I can totally see how the stats at the start of the blog have come about. Support and understanding, not only from each other but also friends, family and work colleagues is paramount in retaining your health, sanity and relationship. Don't underestimate people, most folk have experienced a sleepless night and will know exactly how you feel if you're dealing with it on such a regular basis.

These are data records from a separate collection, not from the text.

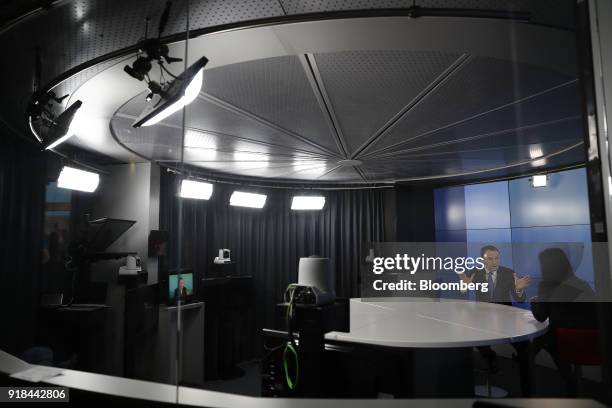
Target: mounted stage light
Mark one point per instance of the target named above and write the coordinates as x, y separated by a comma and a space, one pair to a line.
59, 130
76, 179
307, 203
196, 189
181, 92
242, 199
539, 180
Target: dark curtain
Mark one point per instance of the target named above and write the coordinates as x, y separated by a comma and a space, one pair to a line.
22, 200
268, 243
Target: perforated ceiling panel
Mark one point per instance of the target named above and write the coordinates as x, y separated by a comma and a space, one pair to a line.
367, 88
475, 90
276, 90
401, 113
260, 118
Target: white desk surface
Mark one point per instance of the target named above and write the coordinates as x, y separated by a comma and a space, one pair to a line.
427, 323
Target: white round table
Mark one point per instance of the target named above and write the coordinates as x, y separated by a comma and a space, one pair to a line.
439, 323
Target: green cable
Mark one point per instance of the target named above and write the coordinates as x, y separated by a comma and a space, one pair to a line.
289, 347
290, 383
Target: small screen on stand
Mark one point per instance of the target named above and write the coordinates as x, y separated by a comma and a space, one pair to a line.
182, 286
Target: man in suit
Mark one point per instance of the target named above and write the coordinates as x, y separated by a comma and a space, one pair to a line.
503, 286
503, 283
180, 293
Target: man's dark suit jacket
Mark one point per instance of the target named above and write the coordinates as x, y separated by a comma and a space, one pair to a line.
504, 290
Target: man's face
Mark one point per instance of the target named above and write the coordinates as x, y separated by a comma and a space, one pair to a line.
491, 260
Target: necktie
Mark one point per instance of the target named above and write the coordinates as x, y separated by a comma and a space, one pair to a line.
490, 284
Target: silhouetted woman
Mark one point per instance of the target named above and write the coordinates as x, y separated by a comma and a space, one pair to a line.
566, 301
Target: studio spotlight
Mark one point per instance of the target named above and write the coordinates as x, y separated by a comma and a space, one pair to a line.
539, 180
180, 92
139, 68
76, 179
196, 189
307, 203
59, 129
242, 199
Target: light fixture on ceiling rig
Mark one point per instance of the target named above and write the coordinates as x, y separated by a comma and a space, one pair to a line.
165, 97
50, 129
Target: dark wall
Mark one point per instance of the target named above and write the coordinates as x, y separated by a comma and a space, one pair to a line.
415, 214
22, 198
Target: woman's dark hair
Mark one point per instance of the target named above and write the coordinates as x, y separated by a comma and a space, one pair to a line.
554, 265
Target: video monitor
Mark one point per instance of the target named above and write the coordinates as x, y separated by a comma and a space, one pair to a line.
186, 287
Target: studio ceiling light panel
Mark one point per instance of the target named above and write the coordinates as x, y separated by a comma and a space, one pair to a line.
307, 203
251, 200
181, 92
196, 189
76, 179
539, 180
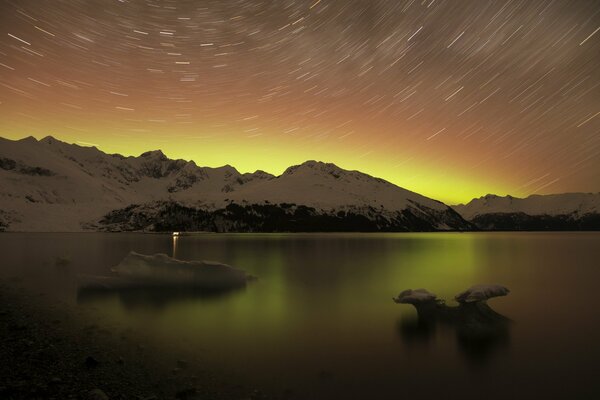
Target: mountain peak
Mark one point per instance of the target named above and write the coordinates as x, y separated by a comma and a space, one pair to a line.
154, 154
313, 165
49, 140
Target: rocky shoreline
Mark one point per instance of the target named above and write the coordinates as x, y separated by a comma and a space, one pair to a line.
49, 352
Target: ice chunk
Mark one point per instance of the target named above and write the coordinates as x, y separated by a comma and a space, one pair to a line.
162, 270
481, 293
417, 296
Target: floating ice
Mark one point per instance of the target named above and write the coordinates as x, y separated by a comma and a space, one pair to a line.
160, 270
481, 293
417, 296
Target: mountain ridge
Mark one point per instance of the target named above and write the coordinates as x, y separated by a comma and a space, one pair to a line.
563, 211
52, 185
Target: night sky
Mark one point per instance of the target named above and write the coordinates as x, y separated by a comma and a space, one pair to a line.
452, 99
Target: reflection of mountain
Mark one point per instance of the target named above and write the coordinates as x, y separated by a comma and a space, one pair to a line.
149, 297
52, 185
557, 212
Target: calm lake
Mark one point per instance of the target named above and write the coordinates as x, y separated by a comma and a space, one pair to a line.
320, 323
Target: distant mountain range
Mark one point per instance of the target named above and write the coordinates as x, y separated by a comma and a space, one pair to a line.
554, 212
50, 185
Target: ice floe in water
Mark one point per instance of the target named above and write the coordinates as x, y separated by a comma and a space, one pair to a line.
481, 293
416, 296
160, 270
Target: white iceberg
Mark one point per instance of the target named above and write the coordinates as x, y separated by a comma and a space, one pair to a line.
417, 296
481, 293
160, 270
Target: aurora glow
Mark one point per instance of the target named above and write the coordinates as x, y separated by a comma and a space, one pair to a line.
451, 99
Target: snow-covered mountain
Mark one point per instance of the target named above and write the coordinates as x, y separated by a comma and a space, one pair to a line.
568, 211
49, 185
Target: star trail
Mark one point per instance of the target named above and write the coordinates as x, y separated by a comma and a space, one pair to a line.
452, 99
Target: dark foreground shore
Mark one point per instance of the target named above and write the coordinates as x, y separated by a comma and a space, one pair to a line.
49, 351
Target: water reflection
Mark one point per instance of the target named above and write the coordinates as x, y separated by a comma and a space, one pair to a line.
150, 298
480, 332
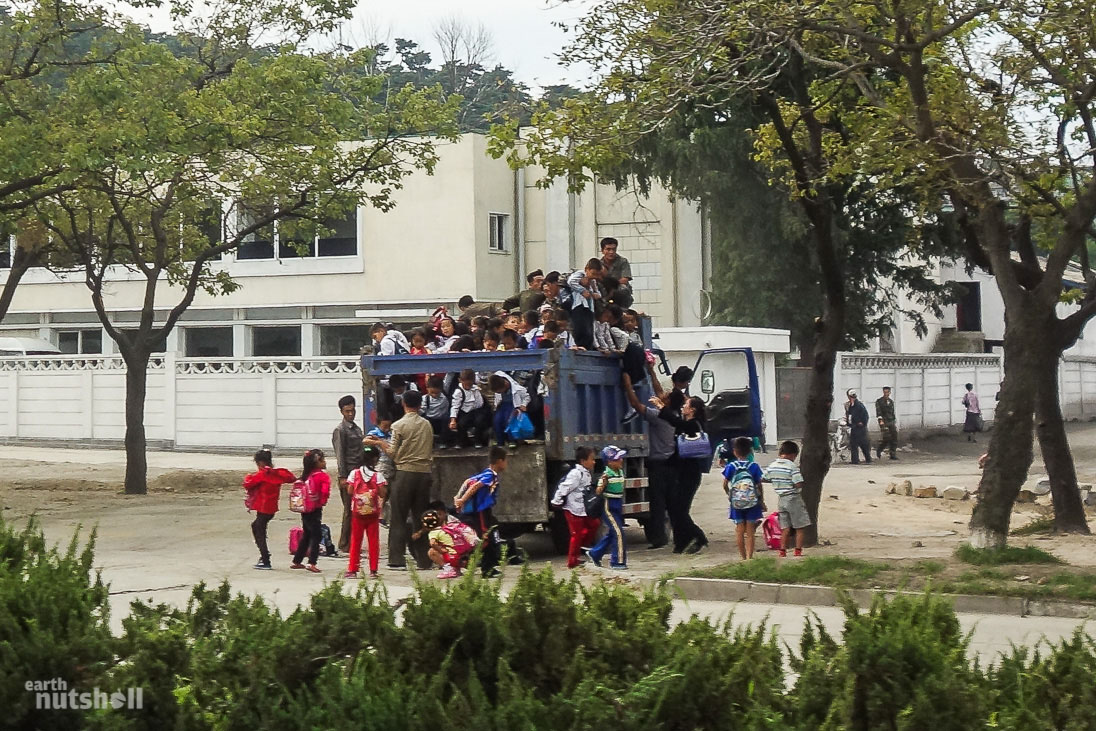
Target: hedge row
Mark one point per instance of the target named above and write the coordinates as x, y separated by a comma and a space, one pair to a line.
551, 654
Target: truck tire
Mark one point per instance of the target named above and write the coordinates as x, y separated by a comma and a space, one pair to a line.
560, 533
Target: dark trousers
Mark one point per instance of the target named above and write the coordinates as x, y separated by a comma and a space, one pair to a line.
858, 443
582, 327
409, 497
259, 530
680, 502
612, 543
344, 527
661, 478
888, 438
477, 421
310, 540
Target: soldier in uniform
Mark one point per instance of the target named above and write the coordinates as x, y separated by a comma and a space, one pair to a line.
888, 424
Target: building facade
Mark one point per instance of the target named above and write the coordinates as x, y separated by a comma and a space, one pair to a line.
474, 227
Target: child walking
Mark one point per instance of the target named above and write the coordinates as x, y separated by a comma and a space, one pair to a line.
317, 490
611, 484
263, 488
742, 484
571, 495
367, 490
788, 484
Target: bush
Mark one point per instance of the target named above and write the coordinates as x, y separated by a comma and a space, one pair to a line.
551, 653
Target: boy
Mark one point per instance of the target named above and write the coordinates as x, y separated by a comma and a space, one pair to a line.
389, 342
788, 484
475, 499
509, 397
570, 495
468, 411
435, 409
584, 296
742, 484
611, 484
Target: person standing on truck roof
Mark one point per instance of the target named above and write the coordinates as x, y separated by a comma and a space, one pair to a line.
350, 455
661, 472
412, 449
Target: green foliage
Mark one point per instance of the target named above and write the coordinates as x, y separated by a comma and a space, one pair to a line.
1006, 555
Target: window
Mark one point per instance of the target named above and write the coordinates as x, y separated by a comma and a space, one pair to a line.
339, 238
499, 225
207, 342
80, 342
280, 340
343, 339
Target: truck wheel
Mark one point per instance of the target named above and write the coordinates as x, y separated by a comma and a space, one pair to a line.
560, 533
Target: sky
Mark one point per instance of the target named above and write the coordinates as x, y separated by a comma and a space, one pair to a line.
523, 31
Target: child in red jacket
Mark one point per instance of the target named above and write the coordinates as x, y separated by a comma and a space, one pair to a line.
263, 488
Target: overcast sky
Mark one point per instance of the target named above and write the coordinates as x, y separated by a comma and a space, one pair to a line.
525, 37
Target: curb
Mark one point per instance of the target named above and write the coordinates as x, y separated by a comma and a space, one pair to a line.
732, 590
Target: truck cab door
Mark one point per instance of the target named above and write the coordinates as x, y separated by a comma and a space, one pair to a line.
727, 380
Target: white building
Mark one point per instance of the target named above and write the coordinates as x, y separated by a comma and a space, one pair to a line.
475, 227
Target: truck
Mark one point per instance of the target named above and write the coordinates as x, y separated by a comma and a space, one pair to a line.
583, 404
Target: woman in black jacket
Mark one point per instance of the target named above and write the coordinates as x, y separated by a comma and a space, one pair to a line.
687, 415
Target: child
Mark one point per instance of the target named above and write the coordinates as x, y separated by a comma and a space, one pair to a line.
475, 499
319, 486
451, 541
570, 495
367, 489
435, 409
509, 397
742, 484
264, 487
611, 484
788, 484
469, 415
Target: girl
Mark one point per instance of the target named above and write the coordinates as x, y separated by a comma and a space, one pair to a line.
367, 490
264, 487
687, 415
318, 486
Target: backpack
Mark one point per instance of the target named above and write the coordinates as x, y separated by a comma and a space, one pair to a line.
743, 492
303, 499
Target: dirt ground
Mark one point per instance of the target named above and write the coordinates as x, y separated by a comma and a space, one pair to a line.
192, 526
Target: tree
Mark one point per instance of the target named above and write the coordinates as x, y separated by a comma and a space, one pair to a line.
682, 95
187, 156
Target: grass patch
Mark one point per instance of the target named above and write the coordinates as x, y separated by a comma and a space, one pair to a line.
973, 556
1037, 526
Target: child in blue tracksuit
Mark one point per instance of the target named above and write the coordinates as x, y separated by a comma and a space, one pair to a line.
611, 484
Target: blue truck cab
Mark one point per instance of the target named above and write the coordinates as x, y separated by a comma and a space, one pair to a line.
582, 402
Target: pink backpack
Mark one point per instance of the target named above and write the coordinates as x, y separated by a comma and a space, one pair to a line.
771, 528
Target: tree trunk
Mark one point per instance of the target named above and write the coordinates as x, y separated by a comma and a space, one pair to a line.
1011, 445
136, 444
1069, 510
815, 457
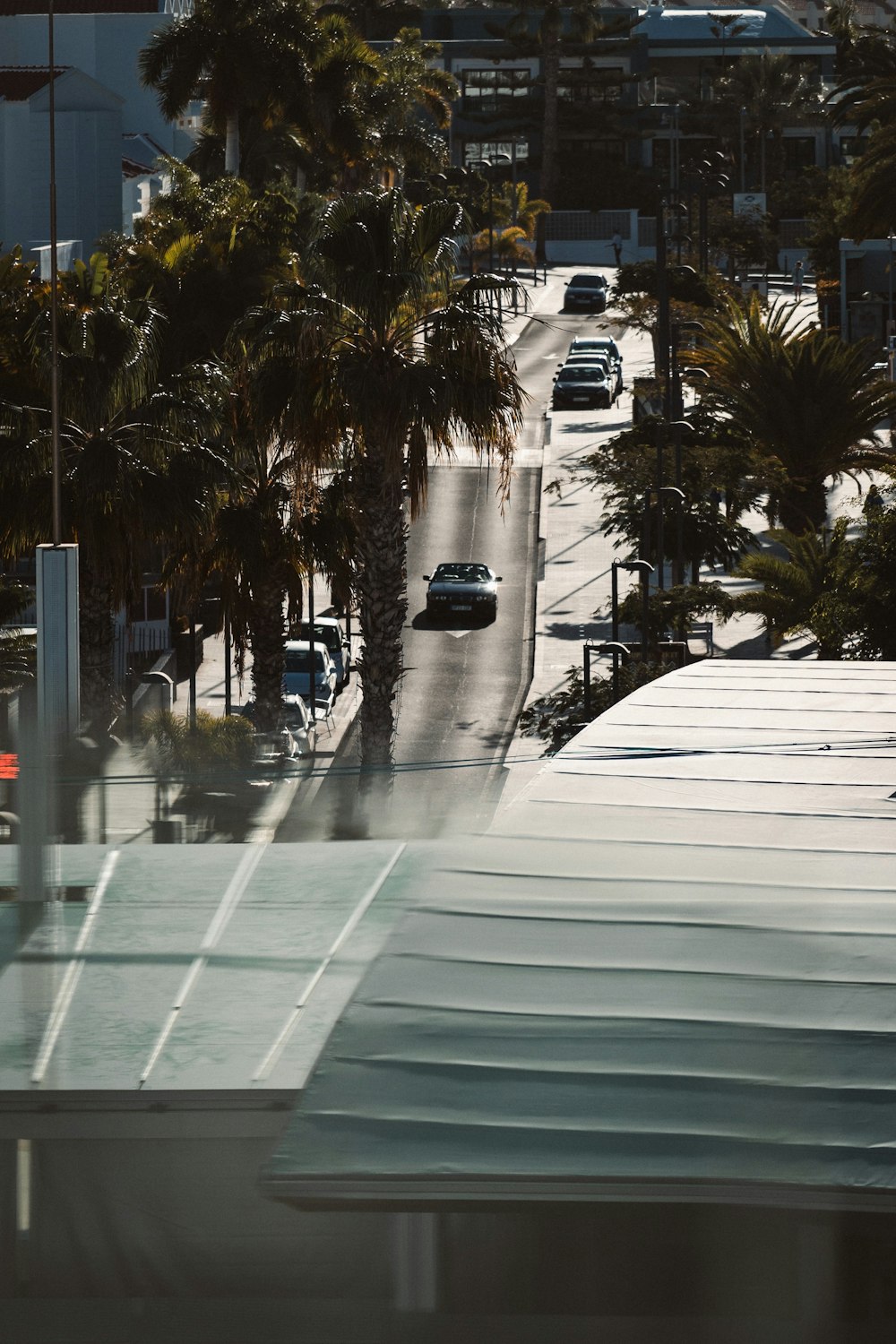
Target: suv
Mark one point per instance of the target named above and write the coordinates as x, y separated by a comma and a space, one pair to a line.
296, 674
330, 631
589, 292
603, 347
581, 384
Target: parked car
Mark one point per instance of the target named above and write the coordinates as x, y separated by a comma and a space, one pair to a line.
295, 738
462, 588
296, 674
586, 292
581, 384
595, 362
602, 346
328, 629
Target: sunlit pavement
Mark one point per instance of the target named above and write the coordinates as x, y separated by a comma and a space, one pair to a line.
573, 602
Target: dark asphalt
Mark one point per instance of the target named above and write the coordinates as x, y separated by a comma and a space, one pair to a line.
462, 688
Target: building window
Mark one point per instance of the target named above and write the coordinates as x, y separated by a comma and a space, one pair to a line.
591, 86
474, 150
799, 152
599, 147
850, 147
489, 89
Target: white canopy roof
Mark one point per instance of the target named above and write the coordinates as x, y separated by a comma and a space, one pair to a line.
672, 976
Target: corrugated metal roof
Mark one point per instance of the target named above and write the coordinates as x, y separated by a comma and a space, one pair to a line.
750, 27
670, 978
18, 83
191, 968
13, 7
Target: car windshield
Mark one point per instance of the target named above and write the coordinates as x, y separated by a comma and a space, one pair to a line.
462, 574
327, 634
586, 346
297, 660
583, 374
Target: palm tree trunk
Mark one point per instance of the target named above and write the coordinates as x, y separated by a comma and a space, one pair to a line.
551, 32
804, 507
231, 145
382, 588
266, 640
96, 636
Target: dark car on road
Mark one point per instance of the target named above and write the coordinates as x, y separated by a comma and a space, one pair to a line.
586, 292
581, 386
463, 589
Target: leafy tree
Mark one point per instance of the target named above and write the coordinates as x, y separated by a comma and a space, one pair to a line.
516, 209
829, 217
691, 296
390, 362
872, 591
715, 465
673, 609
552, 31
559, 715
239, 56
410, 104
806, 591
806, 401
18, 650
866, 97
131, 451
204, 254
775, 93
271, 526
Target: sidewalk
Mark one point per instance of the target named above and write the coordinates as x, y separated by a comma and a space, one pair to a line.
128, 790
573, 602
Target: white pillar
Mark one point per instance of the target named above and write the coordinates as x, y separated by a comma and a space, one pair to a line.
58, 660
820, 1287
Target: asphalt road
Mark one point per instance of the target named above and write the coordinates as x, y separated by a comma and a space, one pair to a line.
462, 688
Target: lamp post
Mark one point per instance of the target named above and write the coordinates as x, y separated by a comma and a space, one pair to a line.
489, 166
677, 426
643, 569
662, 443
616, 650
675, 494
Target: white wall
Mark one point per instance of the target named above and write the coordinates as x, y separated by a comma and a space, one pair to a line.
105, 47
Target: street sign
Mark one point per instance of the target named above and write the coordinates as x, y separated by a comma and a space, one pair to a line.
750, 203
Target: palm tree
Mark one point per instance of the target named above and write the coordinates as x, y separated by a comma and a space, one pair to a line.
775, 91
392, 362
806, 402
131, 454
18, 650
206, 253
271, 526
410, 104
514, 207
806, 591
238, 56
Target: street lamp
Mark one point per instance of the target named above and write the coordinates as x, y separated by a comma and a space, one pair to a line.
616, 650
643, 569
676, 427
672, 491
489, 166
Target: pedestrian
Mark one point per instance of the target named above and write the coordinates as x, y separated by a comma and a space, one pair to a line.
798, 280
874, 502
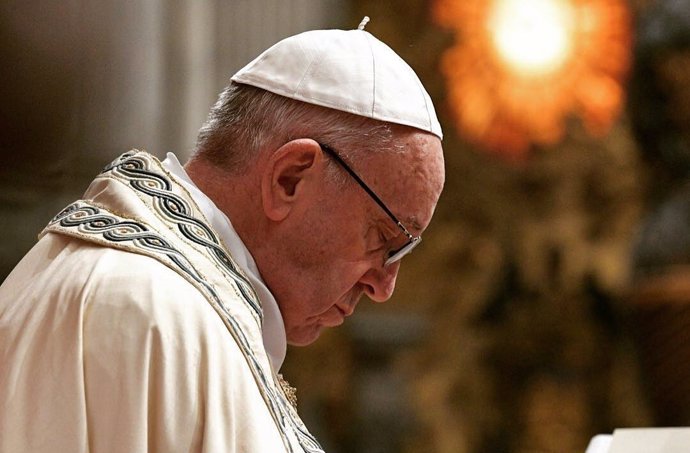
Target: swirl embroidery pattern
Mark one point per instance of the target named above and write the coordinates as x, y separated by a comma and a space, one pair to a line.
87, 221
135, 169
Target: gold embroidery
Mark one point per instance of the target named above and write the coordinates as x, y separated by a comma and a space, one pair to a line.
289, 391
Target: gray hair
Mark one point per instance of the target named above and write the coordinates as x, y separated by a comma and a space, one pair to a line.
247, 120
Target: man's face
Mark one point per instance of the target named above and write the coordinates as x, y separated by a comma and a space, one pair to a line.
340, 240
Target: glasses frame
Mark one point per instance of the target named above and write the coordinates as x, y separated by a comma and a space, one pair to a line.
412, 242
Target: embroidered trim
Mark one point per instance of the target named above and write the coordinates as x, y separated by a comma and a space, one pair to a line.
134, 168
88, 221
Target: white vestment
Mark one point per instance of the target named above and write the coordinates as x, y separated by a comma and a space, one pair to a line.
130, 328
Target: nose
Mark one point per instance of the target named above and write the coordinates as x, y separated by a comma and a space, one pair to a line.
379, 282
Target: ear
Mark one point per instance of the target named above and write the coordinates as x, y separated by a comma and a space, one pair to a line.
287, 176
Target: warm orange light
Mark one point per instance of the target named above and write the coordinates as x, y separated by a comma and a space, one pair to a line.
532, 36
519, 68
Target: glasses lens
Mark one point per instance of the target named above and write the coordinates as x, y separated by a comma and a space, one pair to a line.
407, 248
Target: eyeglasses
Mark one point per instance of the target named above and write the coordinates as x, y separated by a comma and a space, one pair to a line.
412, 241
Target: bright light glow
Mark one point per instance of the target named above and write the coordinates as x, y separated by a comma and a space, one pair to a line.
532, 36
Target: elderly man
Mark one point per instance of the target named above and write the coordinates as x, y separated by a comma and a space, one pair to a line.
154, 313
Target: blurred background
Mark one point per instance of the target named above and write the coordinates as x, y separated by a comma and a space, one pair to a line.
550, 300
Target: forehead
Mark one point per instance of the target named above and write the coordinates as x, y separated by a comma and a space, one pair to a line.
410, 179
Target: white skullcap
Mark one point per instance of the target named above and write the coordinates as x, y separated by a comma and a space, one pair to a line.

As a final thought, I want to acknowledge something I realised last night. After yet another few hours of Elin playing her favourite game of 'dodge the sleep' I predictably relented and let her come into our bed. She, equally predictably, falls into a deeper sleep than Princess Aurora the moment her head hits our pillows (though sadly even that failsafe comfort doesn't seem to even be working lately). As I've outlined, it's beyond tiring (and not to mention tight for space- sardines in a tin, anyone?) but the truth is, sometimes its hard to feel needed by Elin as a Mummy, in the traditional sense. So if I guess if I have to wait until 2am for her to really need me and only me then I'll be there every time and despite absolutely everything, I'll be smiling for her. I know how lucky I am to even have the option of having her close and safe each night. As I eventually, inevitably, watch her nod off, I wonder what she dreams about. Is she as happy in her dreams as she is when she wakes me, smiling as she always is? I hope so. I hope, in her dreams, she is free.
Have a wonderful, sleep-filled weekend, folks.